Patrick Marty, originaire de Melun en France, trompettiste, guitariste, compositeur, dirige à Paris, l'Atelier Musical des Trois Tambours qu'il a fondé avec Louise MARTY.
Pédagogue, musicien, passionné par toutes les formes de musique, il aborde avec ses instruments, toutes les techniques d'improvisation, compose des musiques de spectacles et de films.
Fondateur et professeur à l'Atelier Musical des Trois Tambours à Paris, il est à l'origine avec Louise, de la création de l'école de musique de Cotonou et de nombreuses expériences musicales au Bénin (formation, concerts…).

Le Duo Louise et Patrick Marty a participé à de nombreux concerts en France et en Afrique, à de nombreuses créations, spectacles (Marionnettes et Musique) …Ils ont enregistré plusieurs CD (" l'Irlande ", " Collages ", Résonances ") et poursuivent leur travail autour de rencontres diverses, notamment avec la danseuse-chorégraphe Kettly Noël pour qui ils composent et interprètent la musique du spectacle " Ti Chèlbè " .

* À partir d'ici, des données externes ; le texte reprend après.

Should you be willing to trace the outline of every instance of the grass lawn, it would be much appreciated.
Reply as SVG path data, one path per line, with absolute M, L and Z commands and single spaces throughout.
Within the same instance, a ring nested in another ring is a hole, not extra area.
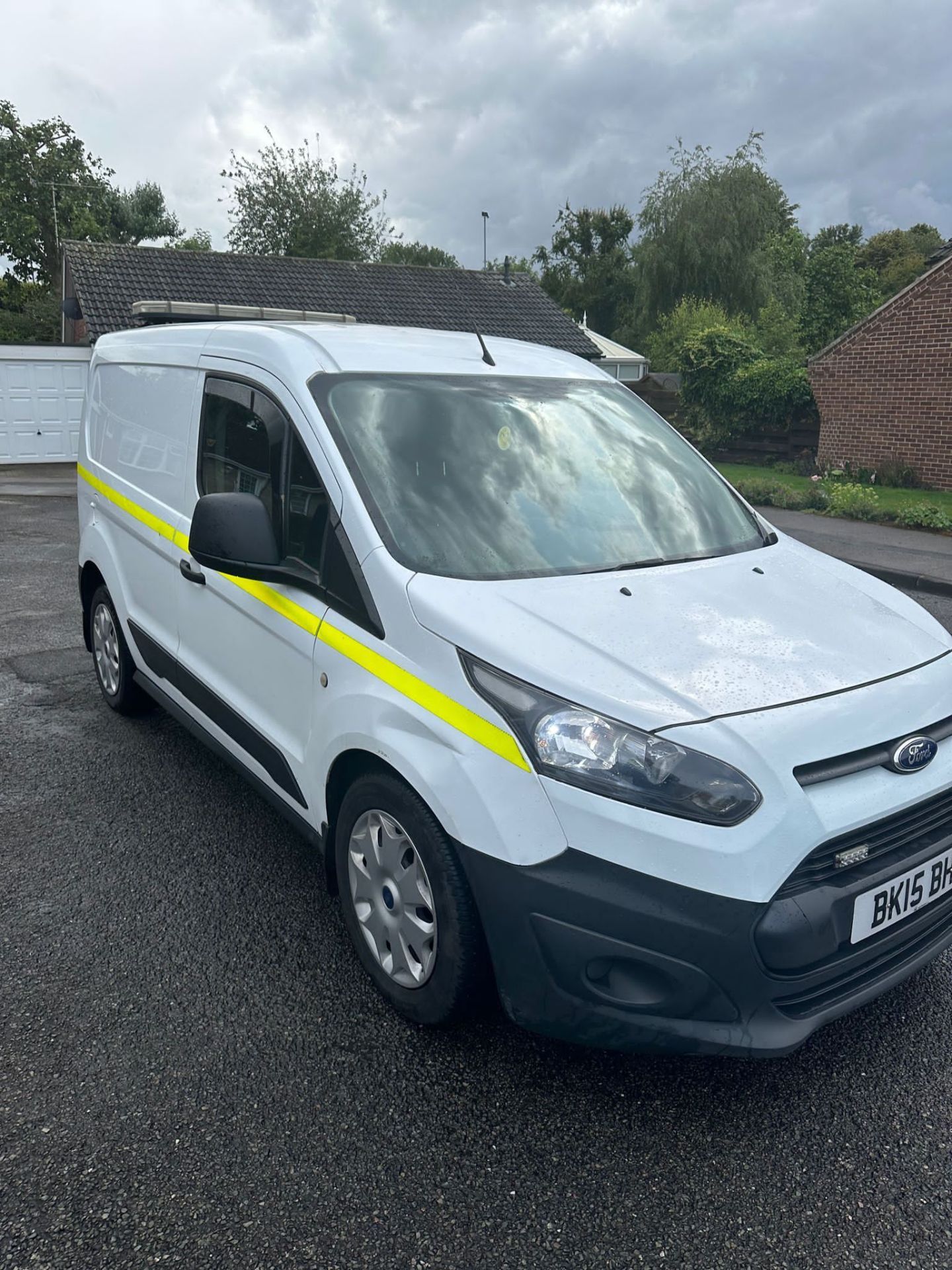
M 788 472 L 774 471 L 773 467 L 758 467 L 755 464 L 716 464 L 720 472 L 736 485 L 745 480 L 769 480 L 778 485 L 787 485 L 790 489 L 806 489 L 811 484 L 809 476 L 792 476 Z M 937 489 L 891 489 L 887 485 L 876 485 L 880 508 L 886 516 L 895 516 L 896 512 L 910 503 L 932 503 L 941 508 L 946 516 L 952 516 L 952 490 Z

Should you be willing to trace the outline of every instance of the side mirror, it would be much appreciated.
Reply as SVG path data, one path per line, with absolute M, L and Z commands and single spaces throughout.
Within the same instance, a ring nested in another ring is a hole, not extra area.
M 236 578 L 265 580 L 281 564 L 268 508 L 254 494 L 203 494 L 188 549 L 199 564 Z

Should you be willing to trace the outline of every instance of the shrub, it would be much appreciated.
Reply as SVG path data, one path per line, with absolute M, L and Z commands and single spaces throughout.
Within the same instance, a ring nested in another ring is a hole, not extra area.
M 737 334 L 745 329 L 741 319 L 729 318 L 724 306 L 713 300 L 684 296 L 670 312 L 659 316 L 658 326 L 645 340 L 645 356 L 656 371 L 677 371 L 682 344 L 712 326 L 732 328 Z
M 910 503 L 896 512 L 896 525 L 908 530 L 942 530 L 952 532 L 952 517 L 947 516 L 934 503 Z
M 876 521 L 880 517 L 880 495 L 868 485 L 834 481 L 826 497 L 830 516 L 845 516 L 850 521 Z
M 739 366 L 731 395 L 748 428 L 788 428 L 816 418 L 806 367 L 790 357 L 760 357 Z

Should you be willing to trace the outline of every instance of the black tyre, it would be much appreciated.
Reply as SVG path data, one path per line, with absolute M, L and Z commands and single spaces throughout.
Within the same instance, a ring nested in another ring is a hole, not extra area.
M 490 982 L 476 904 L 426 804 L 402 781 L 363 776 L 338 815 L 344 922 L 378 991 L 416 1024 L 463 1017 Z
M 142 714 L 150 698 L 133 682 L 136 665 L 122 634 L 116 606 L 105 587 L 96 587 L 89 606 L 89 639 L 93 664 L 105 702 L 118 714 Z

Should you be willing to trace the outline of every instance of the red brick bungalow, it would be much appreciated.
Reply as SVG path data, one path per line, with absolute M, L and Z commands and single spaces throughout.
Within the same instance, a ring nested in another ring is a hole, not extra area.
M 952 241 L 899 295 L 809 362 L 820 462 L 911 464 L 952 489 Z

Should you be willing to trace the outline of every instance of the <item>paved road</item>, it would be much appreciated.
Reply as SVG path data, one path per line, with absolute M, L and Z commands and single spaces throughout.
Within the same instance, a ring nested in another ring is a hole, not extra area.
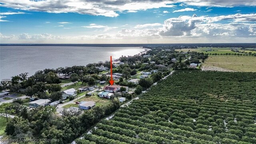
M 62 87 L 65 87 L 66 86 L 69 86 L 70 85 L 71 85 L 72 84 L 74 84 L 74 83 L 73 82 L 70 82 L 69 83 L 66 83 L 66 84 L 62 84 L 62 85 L 60 85 L 60 86 Z
M 29 96 L 22 96 L 19 97 L 18 98 L 21 98 L 22 100 L 23 100 L 23 99 L 26 98 L 29 98 Z M 5 101 L 4 102 L 0 102 L 0 105 L 2 104 L 3 104 L 4 103 L 12 102 L 12 101 L 13 101 L 13 100 L 14 99 L 7 100 Z

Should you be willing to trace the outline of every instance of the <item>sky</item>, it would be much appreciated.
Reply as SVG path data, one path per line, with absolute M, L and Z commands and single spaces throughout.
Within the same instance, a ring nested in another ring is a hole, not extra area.
M 0 43 L 256 42 L 254 0 L 1 0 Z

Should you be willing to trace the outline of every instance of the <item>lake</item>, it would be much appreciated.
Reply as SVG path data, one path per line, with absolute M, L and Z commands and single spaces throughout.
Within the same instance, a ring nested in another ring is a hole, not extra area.
M 45 68 L 85 66 L 110 60 L 110 56 L 114 60 L 144 51 L 135 47 L 1 46 L 0 80 L 25 72 L 31 76 Z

Louise et Patrick Marty sont membres depuis 99 du Trio GanXo, qu'ils ont fondé avec le chanteur béninois Thomas Kounde et avec lequel ils enregistrent leur premier CD, " Au Royaume d'Ofia ", en 2002.

 


Pièces en répértoire…

Cousins Cousine,

Crée en février 2001, sélectionné et présenté aux Quatrièmes Rencontres Chorégraphiques d'Afrique et d'Océan Indien - Présenté 3 fois au CCF de Bamako, Journées de La Francophonie.

La pièce commence dans la solitude, un homme impassible à l'affût de chaque signe, de chaque trace de présence d'humanité jusqu'ici absente plonge soudain dans l'inconnu, reste accroupi au plus près du sol comme pour l'épouser.
Ces mouvements tout en échappées le ramènent à la terre dans des courses immobiles et de pas perdus. L'arrivée de deux hommes et une femme sur le plateau rompt soudain ce dialogue entre l'homme et l'humus ...

Cousins, cousine est fait d'attente, de désespoir et d'espoir...
Peut on jamais rencontrer l'autre, ne faire qu'un avec lui ...


Durée 25 mn - Besoins Son : Un Micro HF, sonorisation et retour pour l'instrument.

Chorégraphie et mise en scène : Kettly Noël
Danseurs : Madou Diabaté, Kettly Noël
Danseur-musicien : Dramane Diarra
Administration : Nathalie Blanchet


 

Ti Chèlbè ,

Primée à Sanga III (5èmes Rencontres Chorégraphiques de l'Afrique et de l'Océan Indien en novembre 2003) cette pièce a été crée en 2002, présenté au Festival du Théâtre des Réalités à Bamako en décembre 2002 et au CCF de Bamako en janvier 2003.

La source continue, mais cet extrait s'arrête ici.